Cyber attacks remain a big threat to UHNW individuals and families, and yet single-family offices appear not to be doing enough to handle bad situations. The move to home working amid the pandemic has raised the stakes.
A study of more than 250 single-family offices in 12 countries finds that almost three-quarters of them suffered a breach caused by cyber-attackers, yet 72 per cent don’t have an incident plan to handle the risks and 61 per cent don’t have processes to spot breaches.
The EY Single Family Office Study said that 81 per cent of respondents plan to take action on cybersecurity.
Family offices, which collectively oversee trillions of dollars, are vulnerable to attack because they were founded by private individuals who often hired lawyers, accountants or even friends to set these structures up, which makes them more visible on internet searches in some cases. Principals of SFOs can also be shy about spending large sums on technology and systems (as discussed here), although cyberattacks and the pandemic may accelerate their willingness to act.

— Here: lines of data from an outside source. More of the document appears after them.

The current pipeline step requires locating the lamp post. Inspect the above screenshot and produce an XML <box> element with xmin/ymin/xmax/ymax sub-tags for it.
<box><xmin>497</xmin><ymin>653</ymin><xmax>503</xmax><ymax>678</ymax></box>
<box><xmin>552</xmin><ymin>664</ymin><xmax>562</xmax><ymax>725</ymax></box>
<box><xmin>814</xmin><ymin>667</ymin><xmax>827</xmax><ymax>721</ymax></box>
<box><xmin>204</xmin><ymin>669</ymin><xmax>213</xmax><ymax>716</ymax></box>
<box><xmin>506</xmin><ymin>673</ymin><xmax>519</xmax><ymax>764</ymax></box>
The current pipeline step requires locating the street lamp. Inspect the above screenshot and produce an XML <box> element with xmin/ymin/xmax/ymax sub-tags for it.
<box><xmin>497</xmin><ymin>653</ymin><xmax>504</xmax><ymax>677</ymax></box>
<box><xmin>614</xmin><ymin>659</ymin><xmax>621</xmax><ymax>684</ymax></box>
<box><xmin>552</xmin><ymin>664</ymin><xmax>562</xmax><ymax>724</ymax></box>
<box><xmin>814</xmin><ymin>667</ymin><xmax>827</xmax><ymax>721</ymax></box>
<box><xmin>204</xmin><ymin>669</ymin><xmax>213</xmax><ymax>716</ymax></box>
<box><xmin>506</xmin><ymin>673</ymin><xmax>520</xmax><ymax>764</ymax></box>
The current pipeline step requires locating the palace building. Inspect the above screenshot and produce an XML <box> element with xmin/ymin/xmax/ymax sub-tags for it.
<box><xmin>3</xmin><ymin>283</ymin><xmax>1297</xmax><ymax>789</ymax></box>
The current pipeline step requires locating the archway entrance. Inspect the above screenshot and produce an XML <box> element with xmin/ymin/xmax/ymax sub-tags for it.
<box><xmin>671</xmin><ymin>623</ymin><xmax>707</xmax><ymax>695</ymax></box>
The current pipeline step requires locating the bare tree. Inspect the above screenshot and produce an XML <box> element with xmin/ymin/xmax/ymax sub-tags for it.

The cybersecurity point is part of a wider risk management agenda that family offices need to plug into. The EY report said that 49 per cent of SFO respondents are confident that they have the processes in place required to identify potential risks. Some 31 per cent said that decisions about protecting against risks facing their organizations were not taken at the highest levels.
“While digital transformation provides great opportunities, it also comes with risks. Cybersecurity is a key focus area, not just for the family office but the entire ecosystem which includes the families themselves and connected businesses,” Desmond Teo, EY Asia-Pacific family enterprise leader, said.
In other parts of the report, the authors said their findings showed that more than half (58 per cent) of respondents who tracked non-financial metrics of performance, including environmental, social and governance (ESG) criteria, achieved better-than-expected results.
While most respondents (83 per cent) said tracking non-financial metrics does matter, only 30 per cent of them have performance measures in place beyond traditional financial metrics.
SFO respondents are taking action to pursue more diverse strategies and robust governance frameworks to help ensure that their ambitions are being met. One area of focus is social responsibility, with 44 per cent of SFO respondents now actively excluding investments that clash with their ethics and values, and the same percentage say that they plan to make social or environmental investments over the next 12 months.
SFOs fret about regulatory issues: 53 per cent of respondents fear increasing requirements for global transparency and information exchange, the increasing complexity of cross-border tax compliance (48 per cent), and concerns about increased regulatory uncertainty in the wake of the Covid-19 pandemic (46 per cent). Some 72 per cent of respondents highlight concerns about the potential tax implications of remote working.
Almost two-thirds of respondents are not sure whether their tax operations are high performing, with respondents pointing to areas such as processes, people, technology, cost management and risk monitoring.